Nice work! Congrats on hitting the app store. I’m excited to use this for our next hours-long jam session.

How does the instrument detection work? Does it do anything else besides change the icon for a tape?

It would be so cool to just show up at a jam session, hit record on my iphone, and get all that multitrack goodness without having to mic everything separately. But I realize that’s asking a lot from the AI gods :-).

Yep, you're asking a lot of the AI gods, but then again if you don't have big dreams, how is big change ever going to happen? :D

Yes, right now it only changes the icon for a tape, even though we actually track and save it at a per-second level. Obviously there is quite a bit room for more use of this in the future, but the icon is a start :-). Also notice, by the way, that the waveform is black for music and grey for speech - particularly handy in a jam session. You can see exactly when a take started and when it ended.
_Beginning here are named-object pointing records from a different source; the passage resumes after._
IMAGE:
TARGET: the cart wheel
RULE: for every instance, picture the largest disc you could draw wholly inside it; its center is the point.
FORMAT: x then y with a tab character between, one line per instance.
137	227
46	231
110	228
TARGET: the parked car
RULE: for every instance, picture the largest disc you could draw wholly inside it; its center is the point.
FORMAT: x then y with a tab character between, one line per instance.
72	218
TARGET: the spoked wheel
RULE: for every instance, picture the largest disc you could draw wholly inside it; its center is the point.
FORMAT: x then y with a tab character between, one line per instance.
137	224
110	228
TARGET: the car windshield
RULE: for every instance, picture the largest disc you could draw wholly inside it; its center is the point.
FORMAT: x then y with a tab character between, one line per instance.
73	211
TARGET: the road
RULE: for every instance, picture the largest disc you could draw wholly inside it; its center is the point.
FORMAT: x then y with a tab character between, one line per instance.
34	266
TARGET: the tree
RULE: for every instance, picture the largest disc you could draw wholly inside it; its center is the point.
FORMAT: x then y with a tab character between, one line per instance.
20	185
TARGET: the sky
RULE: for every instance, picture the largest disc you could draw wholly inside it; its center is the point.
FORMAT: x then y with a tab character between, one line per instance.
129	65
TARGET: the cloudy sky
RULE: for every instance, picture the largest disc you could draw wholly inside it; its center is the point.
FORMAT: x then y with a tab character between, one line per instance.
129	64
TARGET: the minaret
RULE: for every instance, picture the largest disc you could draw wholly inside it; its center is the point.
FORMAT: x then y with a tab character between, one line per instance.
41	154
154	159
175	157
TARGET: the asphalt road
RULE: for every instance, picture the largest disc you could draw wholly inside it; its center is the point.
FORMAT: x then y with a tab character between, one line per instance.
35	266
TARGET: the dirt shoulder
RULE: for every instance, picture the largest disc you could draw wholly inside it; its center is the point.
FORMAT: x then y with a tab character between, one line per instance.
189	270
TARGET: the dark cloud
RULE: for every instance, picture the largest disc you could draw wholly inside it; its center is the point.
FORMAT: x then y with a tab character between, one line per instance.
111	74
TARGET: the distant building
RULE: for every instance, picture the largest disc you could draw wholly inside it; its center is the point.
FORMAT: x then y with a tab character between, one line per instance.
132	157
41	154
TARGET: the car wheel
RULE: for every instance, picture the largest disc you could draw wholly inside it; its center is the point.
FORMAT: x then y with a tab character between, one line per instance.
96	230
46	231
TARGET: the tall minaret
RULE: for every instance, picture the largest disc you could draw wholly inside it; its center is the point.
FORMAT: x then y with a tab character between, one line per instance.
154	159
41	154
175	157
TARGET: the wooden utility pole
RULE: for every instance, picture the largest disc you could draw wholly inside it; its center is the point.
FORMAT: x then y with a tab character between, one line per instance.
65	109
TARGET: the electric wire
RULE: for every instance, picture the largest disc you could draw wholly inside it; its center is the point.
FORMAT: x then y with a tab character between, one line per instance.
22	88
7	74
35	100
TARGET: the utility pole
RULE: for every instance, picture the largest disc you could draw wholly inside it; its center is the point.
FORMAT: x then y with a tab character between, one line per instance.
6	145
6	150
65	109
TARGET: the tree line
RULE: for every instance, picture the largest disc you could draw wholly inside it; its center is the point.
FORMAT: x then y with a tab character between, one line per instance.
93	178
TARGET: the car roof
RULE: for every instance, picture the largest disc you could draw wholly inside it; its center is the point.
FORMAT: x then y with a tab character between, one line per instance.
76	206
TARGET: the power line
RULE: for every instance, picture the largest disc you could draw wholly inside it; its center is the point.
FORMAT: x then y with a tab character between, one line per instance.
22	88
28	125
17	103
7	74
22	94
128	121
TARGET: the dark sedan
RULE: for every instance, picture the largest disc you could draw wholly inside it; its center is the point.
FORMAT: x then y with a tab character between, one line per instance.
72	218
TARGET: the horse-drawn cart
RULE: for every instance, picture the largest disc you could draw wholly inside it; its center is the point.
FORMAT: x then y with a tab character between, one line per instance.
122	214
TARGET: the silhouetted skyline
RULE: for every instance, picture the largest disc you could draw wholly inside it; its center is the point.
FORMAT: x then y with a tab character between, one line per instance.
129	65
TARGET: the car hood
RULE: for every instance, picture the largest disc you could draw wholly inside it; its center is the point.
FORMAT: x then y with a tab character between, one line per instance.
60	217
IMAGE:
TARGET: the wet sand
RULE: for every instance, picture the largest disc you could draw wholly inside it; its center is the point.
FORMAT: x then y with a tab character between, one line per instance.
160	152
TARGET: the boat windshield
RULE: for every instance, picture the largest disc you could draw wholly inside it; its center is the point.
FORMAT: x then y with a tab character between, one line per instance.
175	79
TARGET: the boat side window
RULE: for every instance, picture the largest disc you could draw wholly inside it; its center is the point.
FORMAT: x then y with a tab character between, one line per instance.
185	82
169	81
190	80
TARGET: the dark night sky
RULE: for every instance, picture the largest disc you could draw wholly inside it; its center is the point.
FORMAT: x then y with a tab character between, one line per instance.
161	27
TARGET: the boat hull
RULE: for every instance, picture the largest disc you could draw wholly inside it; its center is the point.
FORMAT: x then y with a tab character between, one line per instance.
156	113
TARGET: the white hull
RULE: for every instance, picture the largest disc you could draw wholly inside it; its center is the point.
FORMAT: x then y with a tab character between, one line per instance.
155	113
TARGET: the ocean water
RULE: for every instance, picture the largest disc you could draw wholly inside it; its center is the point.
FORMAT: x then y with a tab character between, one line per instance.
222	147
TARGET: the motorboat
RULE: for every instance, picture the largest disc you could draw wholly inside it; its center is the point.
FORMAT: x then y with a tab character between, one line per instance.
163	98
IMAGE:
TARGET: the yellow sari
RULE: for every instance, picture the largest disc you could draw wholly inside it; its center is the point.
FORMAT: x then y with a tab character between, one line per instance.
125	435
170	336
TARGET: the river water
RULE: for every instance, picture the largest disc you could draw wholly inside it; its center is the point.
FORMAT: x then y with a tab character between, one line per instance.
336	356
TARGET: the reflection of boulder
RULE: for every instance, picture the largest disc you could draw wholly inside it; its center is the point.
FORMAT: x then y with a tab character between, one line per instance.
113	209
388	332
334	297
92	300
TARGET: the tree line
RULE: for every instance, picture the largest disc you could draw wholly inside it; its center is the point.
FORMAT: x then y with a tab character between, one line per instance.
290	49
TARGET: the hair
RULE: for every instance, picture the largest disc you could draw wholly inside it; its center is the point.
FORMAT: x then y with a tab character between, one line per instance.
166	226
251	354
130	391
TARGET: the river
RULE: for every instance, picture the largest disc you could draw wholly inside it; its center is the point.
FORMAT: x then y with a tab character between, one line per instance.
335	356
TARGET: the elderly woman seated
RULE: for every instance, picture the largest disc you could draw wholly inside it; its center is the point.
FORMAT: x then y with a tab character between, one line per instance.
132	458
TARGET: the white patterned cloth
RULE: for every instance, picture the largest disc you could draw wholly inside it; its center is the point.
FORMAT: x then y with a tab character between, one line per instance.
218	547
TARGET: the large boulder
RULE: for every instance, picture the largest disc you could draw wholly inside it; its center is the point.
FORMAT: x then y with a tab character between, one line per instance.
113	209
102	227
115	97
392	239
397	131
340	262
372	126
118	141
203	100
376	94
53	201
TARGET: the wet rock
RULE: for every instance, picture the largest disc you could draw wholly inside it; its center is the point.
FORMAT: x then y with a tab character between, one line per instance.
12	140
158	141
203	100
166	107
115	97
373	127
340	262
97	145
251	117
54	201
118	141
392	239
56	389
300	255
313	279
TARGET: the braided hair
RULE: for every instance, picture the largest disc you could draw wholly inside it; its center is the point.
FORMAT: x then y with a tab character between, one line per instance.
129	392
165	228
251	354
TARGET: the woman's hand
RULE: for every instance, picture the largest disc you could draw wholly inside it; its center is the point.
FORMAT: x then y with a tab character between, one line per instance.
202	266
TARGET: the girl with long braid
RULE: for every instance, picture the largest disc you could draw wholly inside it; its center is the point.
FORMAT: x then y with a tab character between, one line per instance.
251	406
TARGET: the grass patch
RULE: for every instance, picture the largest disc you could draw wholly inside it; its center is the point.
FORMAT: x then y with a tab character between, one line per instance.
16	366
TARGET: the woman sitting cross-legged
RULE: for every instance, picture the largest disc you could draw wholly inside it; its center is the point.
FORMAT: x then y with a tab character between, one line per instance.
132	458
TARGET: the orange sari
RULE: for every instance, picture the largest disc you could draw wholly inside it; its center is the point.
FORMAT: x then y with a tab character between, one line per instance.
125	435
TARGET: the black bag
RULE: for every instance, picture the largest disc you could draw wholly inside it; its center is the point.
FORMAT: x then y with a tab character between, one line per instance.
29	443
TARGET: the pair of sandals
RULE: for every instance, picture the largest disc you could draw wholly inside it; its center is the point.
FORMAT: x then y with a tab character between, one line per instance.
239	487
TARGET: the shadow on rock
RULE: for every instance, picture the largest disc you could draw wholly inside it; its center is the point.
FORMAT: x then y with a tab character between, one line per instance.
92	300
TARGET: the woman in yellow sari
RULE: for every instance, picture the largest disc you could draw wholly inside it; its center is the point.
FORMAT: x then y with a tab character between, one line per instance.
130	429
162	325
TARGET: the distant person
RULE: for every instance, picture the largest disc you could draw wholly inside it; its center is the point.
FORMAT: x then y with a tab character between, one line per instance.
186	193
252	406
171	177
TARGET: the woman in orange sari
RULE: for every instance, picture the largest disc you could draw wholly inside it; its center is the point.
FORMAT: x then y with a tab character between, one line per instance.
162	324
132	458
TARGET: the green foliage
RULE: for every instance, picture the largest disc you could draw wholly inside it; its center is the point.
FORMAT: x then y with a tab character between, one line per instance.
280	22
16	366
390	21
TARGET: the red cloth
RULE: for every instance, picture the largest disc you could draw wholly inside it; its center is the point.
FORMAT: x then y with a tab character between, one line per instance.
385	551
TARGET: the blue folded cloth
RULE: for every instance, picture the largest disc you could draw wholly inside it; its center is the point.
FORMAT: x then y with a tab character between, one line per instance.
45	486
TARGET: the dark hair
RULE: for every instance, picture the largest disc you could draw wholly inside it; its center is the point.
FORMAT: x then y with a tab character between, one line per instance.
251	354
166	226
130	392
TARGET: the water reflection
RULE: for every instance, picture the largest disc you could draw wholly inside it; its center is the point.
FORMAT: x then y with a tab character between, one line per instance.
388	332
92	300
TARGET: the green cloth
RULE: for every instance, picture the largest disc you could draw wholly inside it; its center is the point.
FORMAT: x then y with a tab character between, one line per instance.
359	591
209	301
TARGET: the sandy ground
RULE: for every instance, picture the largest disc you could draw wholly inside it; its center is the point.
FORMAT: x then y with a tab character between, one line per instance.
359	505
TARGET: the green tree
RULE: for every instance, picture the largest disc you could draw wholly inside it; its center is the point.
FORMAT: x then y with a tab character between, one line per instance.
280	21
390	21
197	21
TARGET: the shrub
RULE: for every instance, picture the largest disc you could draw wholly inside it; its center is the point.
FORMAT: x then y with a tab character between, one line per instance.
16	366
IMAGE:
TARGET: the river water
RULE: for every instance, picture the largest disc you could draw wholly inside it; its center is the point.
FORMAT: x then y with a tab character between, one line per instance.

So called "blind source separation" (i.e. get multitracks from just one mic) is possible today, but with fairly audible artifacts. The most popular library in use today is Spleeter [1], which is based on Andreas Jansson et al.'s work at Spotify [2]. There are newer algorithms in academia, a good overview is provided at [3]. If you want to do something today, iZotope's RX is very good, and a great example that demonstrates how good old DSP engineering can dramatically reduce the unwanted artifacts even in new ML-based approaches.

Then again, my real question would be: why would you want a multitrack recording from your jam session? Is it to be able to further adjust the mix afterwards? Do you need the individual instrument tracks for practicing? Would be really interested in hearing your use case :-).